O Montepio, então, ajuizou embargos à execução e a Justiça de 1º Grau sentenciou declarando extinta a execução coletiva, ?por impossível juridicamente no caso da natureza jurídica da devedora?. Desta decisão, Juracy e outros recorreram ao Tribunal de Justiça.

Para o Desembargador Carlos Alberto Alvaro de Oliveira, relator da ação no TJ, ?o MFMPA enquadra-se no regime público de previdência?. Lembrou o magistrado que a entidade foi criada por lei municipal em 1963, recebendo dotação do Município de Porto Alegre e contribuições obrigatórias dos funcionários municipais, mediante desconto compulsório em folha, com a única finalidade de responder pelas pensões dos servidores falecidos.

?É inviável estender ao Montepio o procedimento de liquidação extrajudicial previsto na Lei Complementar nº 109/01, visto que essa lei regula apenas ´o regime de previdência privada, de caráter complementar e organizado de forma autônoma em relação ao regime geral de previdência social´, cujo caráter inclusive ´é facultativo`?, disse o magistrado.
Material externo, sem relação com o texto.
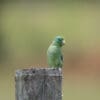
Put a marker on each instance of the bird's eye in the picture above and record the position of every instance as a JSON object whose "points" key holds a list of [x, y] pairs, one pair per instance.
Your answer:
{"points": [[60, 39]]}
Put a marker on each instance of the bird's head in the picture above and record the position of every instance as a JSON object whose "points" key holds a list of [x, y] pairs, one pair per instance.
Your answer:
{"points": [[59, 41]]}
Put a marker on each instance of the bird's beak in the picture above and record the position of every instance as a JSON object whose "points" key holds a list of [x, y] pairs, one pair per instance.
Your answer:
{"points": [[63, 42]]}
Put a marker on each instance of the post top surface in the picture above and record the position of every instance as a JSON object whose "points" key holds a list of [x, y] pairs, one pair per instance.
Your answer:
{"points": [[40, 71]]}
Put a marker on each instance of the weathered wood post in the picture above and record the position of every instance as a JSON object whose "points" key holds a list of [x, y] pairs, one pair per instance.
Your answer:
{"points": [[38, 84]]}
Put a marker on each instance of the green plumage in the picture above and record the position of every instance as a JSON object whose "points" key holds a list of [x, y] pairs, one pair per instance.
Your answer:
{"points": [[54, 54]]}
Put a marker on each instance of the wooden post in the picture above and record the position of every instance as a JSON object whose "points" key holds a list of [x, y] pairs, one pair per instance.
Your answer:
{"points": [[38, 84]]}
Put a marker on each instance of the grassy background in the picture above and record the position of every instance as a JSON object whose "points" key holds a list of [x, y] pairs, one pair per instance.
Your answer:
{"points": [[27, 29]]}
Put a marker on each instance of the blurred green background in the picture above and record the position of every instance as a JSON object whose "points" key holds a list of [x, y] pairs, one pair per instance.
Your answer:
{"points": [[27, 29]]}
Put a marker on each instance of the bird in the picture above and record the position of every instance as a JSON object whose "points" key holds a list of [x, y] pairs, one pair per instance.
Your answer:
{"points": [[54, 53]]}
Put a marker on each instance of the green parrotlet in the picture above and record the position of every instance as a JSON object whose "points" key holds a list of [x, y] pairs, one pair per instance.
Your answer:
{"points": [[54, 53]]}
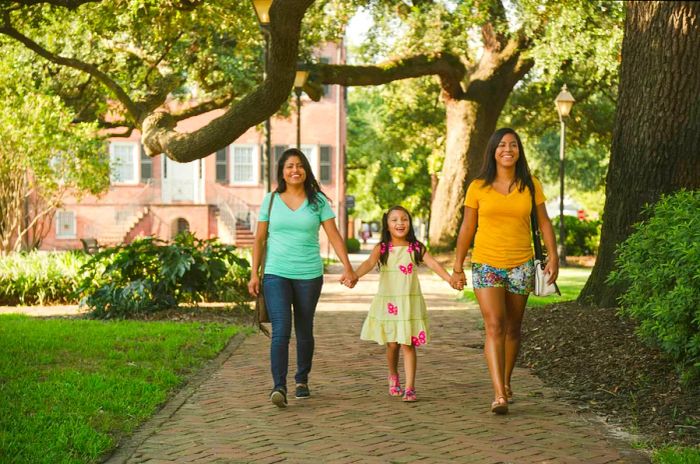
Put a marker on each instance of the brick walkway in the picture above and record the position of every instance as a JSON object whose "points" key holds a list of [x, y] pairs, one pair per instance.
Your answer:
{"points": [[227, 418]]}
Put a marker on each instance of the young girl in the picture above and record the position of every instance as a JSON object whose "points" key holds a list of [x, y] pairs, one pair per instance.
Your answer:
{"points": [[398, 316]]}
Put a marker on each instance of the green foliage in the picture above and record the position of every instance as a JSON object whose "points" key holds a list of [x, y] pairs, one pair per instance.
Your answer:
{"points": [[659, 266], [582, 237], [353, 245], [39, 278], [75, 388], [148, 275]]}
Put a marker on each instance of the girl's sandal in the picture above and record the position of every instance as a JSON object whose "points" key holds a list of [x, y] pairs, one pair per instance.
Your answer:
{"points": [[410, 395], [509, 394], [500, 405], [395, 386]]}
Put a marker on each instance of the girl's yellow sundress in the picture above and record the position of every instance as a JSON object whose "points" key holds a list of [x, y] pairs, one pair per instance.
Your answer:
{"points": [[398, 312]]}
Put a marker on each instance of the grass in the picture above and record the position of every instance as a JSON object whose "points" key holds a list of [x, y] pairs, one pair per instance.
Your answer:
{"points": [[71, 389], [676, 455], [571, 280]]}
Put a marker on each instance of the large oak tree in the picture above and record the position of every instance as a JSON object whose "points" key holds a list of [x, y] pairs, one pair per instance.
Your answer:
{"points": [[656, 139]]}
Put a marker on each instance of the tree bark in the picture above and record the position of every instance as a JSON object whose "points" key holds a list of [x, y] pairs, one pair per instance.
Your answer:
{"points": [[656, 137], [470, 122]]}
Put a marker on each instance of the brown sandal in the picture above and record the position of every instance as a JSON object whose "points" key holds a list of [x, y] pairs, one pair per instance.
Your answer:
{"points": [[500, 405], [509, 394]]}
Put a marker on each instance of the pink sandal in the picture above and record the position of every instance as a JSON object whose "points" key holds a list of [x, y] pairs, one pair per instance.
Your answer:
{"points": [[410, 395], [395, 386]]}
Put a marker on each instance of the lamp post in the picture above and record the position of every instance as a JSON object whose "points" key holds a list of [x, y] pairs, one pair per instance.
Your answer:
{"points": [[564, 102], [299, 82], [262, 10]]}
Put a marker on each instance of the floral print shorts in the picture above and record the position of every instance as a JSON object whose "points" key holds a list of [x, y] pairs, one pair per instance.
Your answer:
{"points": [[519, 280]]}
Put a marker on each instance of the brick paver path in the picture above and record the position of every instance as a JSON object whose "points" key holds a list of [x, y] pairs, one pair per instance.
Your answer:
{"points": [[351, 418]]}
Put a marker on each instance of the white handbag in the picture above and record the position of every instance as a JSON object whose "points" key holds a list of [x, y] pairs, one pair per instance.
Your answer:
{"points": [[542, 288]]}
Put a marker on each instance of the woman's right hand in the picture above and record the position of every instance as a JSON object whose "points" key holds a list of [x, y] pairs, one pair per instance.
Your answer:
{"points": [[254, 285]]}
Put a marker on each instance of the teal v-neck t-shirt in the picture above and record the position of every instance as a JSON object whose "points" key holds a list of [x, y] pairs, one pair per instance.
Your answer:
{"points": [[293, 250]]}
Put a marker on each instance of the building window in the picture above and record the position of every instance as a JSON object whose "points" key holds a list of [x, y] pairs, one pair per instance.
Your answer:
{"points": [[277, 151], [222, 166], [325, 165], [123, 162], [244, 161], [311, 152], [146, 167], [65, 224], [326, 87]]}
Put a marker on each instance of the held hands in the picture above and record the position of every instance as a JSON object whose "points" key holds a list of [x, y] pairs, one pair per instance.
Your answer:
{"points": [[458, 280], [349, 278], [254, 285]]}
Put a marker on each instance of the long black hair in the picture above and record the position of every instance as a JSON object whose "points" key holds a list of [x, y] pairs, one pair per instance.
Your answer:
{"points": [[523, 178], [311, 187], [415, 247]]}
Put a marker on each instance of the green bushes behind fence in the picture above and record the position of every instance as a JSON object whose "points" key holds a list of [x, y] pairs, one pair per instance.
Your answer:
{"points": [[144, 276], [659, 267], [40, 278]]}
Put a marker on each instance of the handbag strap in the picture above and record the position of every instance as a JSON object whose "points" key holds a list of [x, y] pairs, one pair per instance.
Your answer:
{"points": [[535, 226], [267, 235]]}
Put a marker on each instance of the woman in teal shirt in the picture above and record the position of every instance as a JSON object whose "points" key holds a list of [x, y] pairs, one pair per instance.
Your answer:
{"points": [[293, 266]]}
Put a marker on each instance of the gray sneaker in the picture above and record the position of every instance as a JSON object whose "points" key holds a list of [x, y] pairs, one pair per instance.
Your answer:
{"points": [[302, 391], [279, 397]]}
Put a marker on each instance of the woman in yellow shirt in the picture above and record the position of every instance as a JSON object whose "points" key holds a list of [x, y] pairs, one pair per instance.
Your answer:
{"points": [[500, 202]]}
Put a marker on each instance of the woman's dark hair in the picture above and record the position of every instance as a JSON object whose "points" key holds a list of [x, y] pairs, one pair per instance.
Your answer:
{"points": [[523, 178], [311, 187], [416, 248]]}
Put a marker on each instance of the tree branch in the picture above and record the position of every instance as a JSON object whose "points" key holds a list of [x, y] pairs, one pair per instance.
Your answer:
{"points": [[448, 67], [133, 108]]}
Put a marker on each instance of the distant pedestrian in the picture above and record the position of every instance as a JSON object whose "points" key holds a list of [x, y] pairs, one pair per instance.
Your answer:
{"points": [[398, 316], [293, 266], [500, 201]]}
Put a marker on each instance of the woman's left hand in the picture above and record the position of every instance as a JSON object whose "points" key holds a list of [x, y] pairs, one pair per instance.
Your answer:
{"points": [[349, 278], [552, 270]]}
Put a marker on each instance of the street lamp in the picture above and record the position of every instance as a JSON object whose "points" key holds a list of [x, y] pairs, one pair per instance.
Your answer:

Salientou que ?em nenhum momento o Montepio contradita os pressupostos fáticos necessários à declaração da insolvência?.

Assim, o Desembargador Alvaro de Oliveira declarou a insolvência civil da entidade, delegando ao Juízo da 10ª Vara Cível a nomeação, dentre os maiores credores, de um administrador da massa insolvente e a expedição de um edital convocando os credores a apresentarem, no prazo de 20 dias, a declaração do crédito, acompanhada do respectivo título.

Os Desembargadores Cacildo de Andrade Xavier, que presidiu a sessão, e Artur Arnildo Ludwig acompanharam o voto do relator. O julgamento ocorreu em 6/10 e a publicação da decisão no Diário da Justiça acontecerá nesta semana.